The 32-year-old from Havana, considered a prisoner of conscience by Amnesty International, was one of those released last January during the mass releases of prisoners as part of an agreement with the Biden government. At the time, he was still under house arrest — as he was last June — as part of his sentence of five years in prison for holding a poster calling for the release of rapper Denis Solís on the central boulevard of San Rafael in Havana on December 4, 2020.
Arrested that same day, the images of his solitary demonstration spread on social networks and were immortalized two months later in the Patria y Vida video clip. They were, at the same time, the only incriminating evidence presented by the Prosecutor’s Office in the trial, held almost a year later in Marianao, in which Robles was tried for resistance and enemy propaganda, despite the fact that in the video it was observed that he did not fight with the officers who arrested him, nor was there any allusion to an enemy on his poster. The people around him tried to defend him from the police.
The banner said, “Freedom, no more repression, #FreeDenis,” in reference to the rapper sentenced to eight months in prison in a summary trial, who would end up being banished to Serbia.
The three judges and prosecutor involved were sanctioned last May by the US for their “crucial role” in the arbitrary detention
According to the judgment, to which 14ymedio had access, it was “proved” in the trial that Robles “responded to a call” by the Cuban influencer “Alexander Otaola to speak out” against the arrest of Solís, “the police authorities and the leaders of the State and the government,” to carry out any act aimed at destabilizing the internal order and to demonstrate publicly in the streets against the Cuban economic and social system.”
The phrase on the sign that Robles was carrying “opposed the decisions of the authorities” and determined his arrest, which was justified by the Provincial Court of Havana, where the activist was prosecuted.
The sentence was dated March 28, 2022, almost four months after the trial, and the three judges and prosecutor who participated were sanctioned last May by the US for their “crucial role” in the arbitrary detention of Robles, an action that Washington said was a “grave violation of his human rights.”
Since then, the four officials – Gladys María Padrón Canals, María Elena Fornari Conde, Juan Sosa Orama and Yanaisa Matos Legrá – and their families have been banned from entering US territory.

While he was imprisoned in the Combinado del Este maximum security prison, the regime went after Robles’ family and arrested one of his brothers, Lester Fernández, while he was building a boat.
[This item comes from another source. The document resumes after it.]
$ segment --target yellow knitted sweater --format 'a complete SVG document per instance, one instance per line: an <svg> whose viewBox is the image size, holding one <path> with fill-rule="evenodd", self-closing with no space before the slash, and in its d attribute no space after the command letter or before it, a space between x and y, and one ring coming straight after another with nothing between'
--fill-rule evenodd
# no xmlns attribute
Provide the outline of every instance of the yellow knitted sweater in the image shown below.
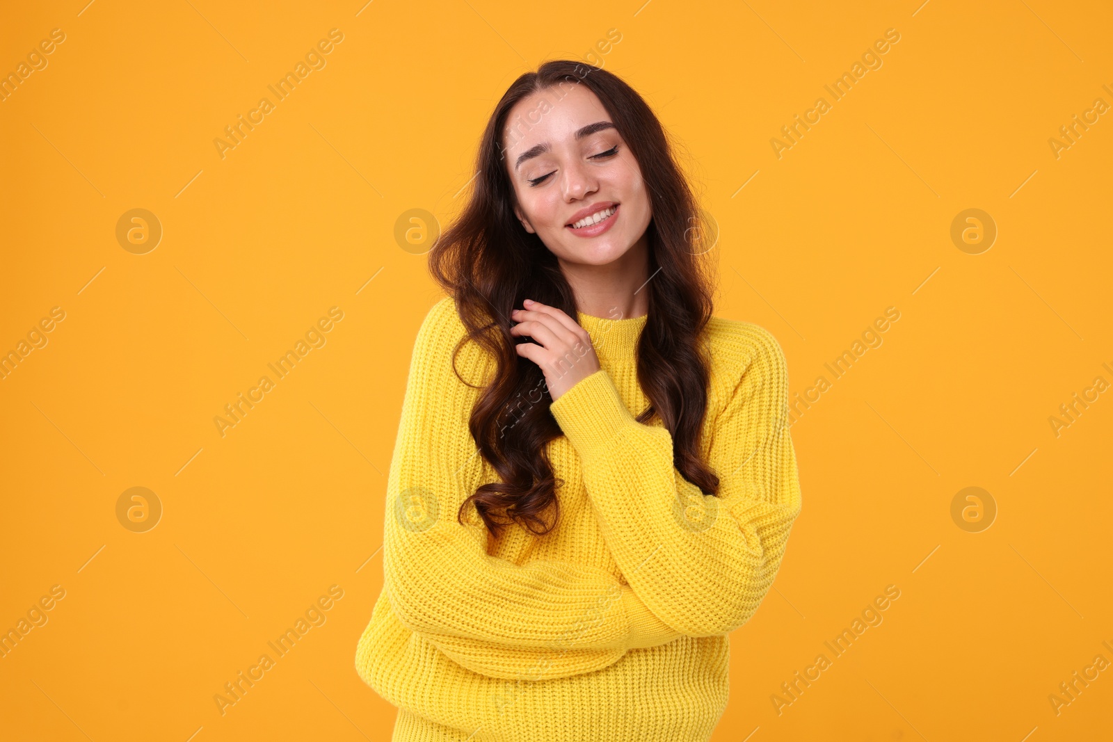
<svg viewBox="0 0 1113 742"><path fill-rule="evenodd" d="M769 591L800 512L785 356L765 328L712 317L703 495L637 379L646 316L578 313L600 370L550 406L560 520L498 541L469 504L498 481L467 428L481 389L452 370L465 334L445 297L417 334L386 485L382 593L356 672L398 706L394 740L697 742L728 696L728 634ZM456 368L490 382L474 343ZM518 404L541 402L540 390ZM520 416L520 413L519 413ZM513 435L508 413L504 435ZM549 514L551 517L551 513Z"/></svg>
He was also fined 7,000 pesos for “illegal exit from the country,” although there was no proof of it, as his mother has reported since they submitted the facts in early 2023.
Yindra Elizastigui, for her part, has been one of the most combative mothers for the cause of political prisoners, not just her son. Throughout his years in prison, she never tired of denouncing the ill-treatment Robles received. “We must continue to defend them, because our children and our families are innocent. What they did, they did for a right that all human beings want,” she declared in a live broadcast in May last year when her son was once again denied the conditional release to which he was entitled.
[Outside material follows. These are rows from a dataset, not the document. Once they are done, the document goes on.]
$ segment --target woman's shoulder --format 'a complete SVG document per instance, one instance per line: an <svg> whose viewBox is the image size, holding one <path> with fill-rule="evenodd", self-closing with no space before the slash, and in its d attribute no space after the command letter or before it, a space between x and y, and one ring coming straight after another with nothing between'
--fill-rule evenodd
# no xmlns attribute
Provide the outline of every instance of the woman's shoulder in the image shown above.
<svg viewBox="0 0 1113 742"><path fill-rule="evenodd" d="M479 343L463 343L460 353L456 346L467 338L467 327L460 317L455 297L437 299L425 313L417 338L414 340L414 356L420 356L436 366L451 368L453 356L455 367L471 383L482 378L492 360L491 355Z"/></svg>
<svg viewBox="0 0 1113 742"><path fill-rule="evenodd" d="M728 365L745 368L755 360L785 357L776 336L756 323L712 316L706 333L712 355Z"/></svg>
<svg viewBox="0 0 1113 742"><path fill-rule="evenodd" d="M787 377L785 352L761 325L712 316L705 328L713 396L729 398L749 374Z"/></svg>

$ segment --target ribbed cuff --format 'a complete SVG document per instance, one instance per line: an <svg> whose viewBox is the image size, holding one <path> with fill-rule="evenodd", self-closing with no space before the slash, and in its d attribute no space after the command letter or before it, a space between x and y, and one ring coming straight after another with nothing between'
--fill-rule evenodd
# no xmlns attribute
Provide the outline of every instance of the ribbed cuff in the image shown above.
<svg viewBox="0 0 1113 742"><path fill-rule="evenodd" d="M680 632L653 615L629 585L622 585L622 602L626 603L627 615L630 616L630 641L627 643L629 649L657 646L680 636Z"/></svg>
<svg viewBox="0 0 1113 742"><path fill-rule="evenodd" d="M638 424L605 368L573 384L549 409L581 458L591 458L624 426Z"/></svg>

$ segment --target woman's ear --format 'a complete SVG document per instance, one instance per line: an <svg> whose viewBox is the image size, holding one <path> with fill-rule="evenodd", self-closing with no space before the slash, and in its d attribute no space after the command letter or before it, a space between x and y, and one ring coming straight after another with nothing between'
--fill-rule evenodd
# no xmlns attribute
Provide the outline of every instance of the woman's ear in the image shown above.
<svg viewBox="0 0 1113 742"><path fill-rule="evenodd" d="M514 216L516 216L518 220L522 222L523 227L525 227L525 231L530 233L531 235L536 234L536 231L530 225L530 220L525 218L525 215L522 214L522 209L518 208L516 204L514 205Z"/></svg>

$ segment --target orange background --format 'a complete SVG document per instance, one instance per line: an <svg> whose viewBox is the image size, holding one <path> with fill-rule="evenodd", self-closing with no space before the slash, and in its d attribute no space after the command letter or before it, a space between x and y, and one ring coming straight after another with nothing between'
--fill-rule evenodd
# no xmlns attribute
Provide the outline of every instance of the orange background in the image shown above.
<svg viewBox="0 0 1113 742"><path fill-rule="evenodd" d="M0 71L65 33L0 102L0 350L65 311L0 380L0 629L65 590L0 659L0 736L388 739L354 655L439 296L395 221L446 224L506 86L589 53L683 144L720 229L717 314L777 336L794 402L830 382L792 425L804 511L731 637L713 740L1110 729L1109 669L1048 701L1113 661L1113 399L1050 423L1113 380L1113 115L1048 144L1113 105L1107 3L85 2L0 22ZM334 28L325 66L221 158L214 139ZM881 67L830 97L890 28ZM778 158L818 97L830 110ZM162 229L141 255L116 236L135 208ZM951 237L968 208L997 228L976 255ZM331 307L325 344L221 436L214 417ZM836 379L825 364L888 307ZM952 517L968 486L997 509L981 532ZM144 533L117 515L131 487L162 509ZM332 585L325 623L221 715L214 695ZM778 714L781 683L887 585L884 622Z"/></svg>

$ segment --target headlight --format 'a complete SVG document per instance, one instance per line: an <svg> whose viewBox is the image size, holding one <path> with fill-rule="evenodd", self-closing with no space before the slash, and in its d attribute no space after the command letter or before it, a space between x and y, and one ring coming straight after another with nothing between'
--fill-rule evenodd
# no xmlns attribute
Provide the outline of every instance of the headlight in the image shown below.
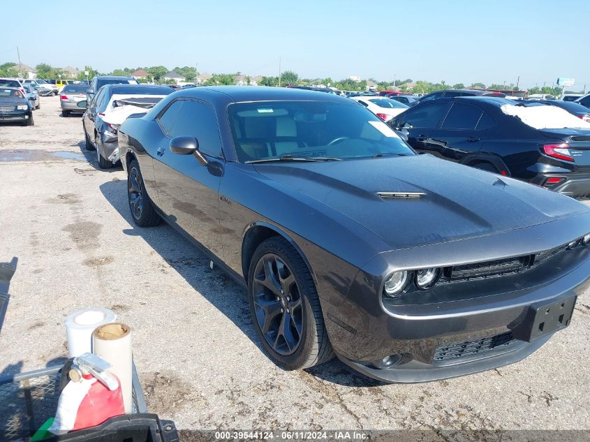
<svg viewBox="0 0 590 442"><path fill-rule="evenodd" d="M408 285L408 272L405 270L394 272L385 279L383 291L388 296L397 297Z"/></svg>
<svg viewBox="0 0 590 442"><path fill-rule="evenodd" d="M422 269L416 272L416 286L426 290L430 288L438 281L441 277L441 269Z"/></svg>

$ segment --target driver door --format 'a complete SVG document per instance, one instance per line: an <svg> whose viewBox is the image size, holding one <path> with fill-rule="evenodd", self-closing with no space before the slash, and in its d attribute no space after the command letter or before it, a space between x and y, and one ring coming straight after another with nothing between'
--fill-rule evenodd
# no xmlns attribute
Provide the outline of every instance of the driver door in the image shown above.
<svg viewBox="0 0 590 442"><path fill-rule="evenodd" d="M225 161L213 109L202 101L179 98L156 120L162 133L154 156L159 207L168 222L222 258L219 190ZM170 142L177 136L196 137L209 164L173 153Z"/></svg>

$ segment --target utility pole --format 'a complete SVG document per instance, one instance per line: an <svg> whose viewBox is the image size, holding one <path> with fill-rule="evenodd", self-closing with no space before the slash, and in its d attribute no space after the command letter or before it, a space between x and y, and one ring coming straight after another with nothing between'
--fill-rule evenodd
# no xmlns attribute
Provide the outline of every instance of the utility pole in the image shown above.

Graduated in Informatics, we started to know more about Luis Robles thanks to his brother, Landy Fernández Elizastigui, who became one of the channels of communication of the “young man with the placard” with the outside. In an interview with 14ymedio, Fernández said that his brother has always “thought differently about the regime.”
Indeed, three days before going out on the streets to demonstrate peacefully, Robles recorded a video that was published much later where he talked about his thoughts, desires and also the reasons that led him to be a protester.
“We wish from the heart for a change, a change of system, a change of country, because really communism has turned this country into a living hell”
“We sincerely wish for a change, a change of system, a change of country, because really communism has turned this country into a living hell, a hell where it is practically impossible to breathe, not only air, but also peace and tranquility,” he stated.
At another time, he said that “freedom is the greatest thing you can have in life, and these shameless communists since they arrived have cut off all kinds of freedoms, freedom to a free religion, freedom to a free ideology, freedom to choose who you like, not who they impose on you.” And he continued: “They have taken away even the freedom to think, they want to control even what we think.”
In March 2022, the 29-year-old published a letter reiterating his struggle and goal: “freedom for the people of Cuba.” In the missive, Robles went back to the reasons that brought him to the peaceful protest that led to prison.
“I decided to break my silence because I was tired of seeing my country destroyed and the government doing nothing to fix it,” he explained, “because I think that Cuba’s greatest enemy is not outside but sitting in the seat of the President.”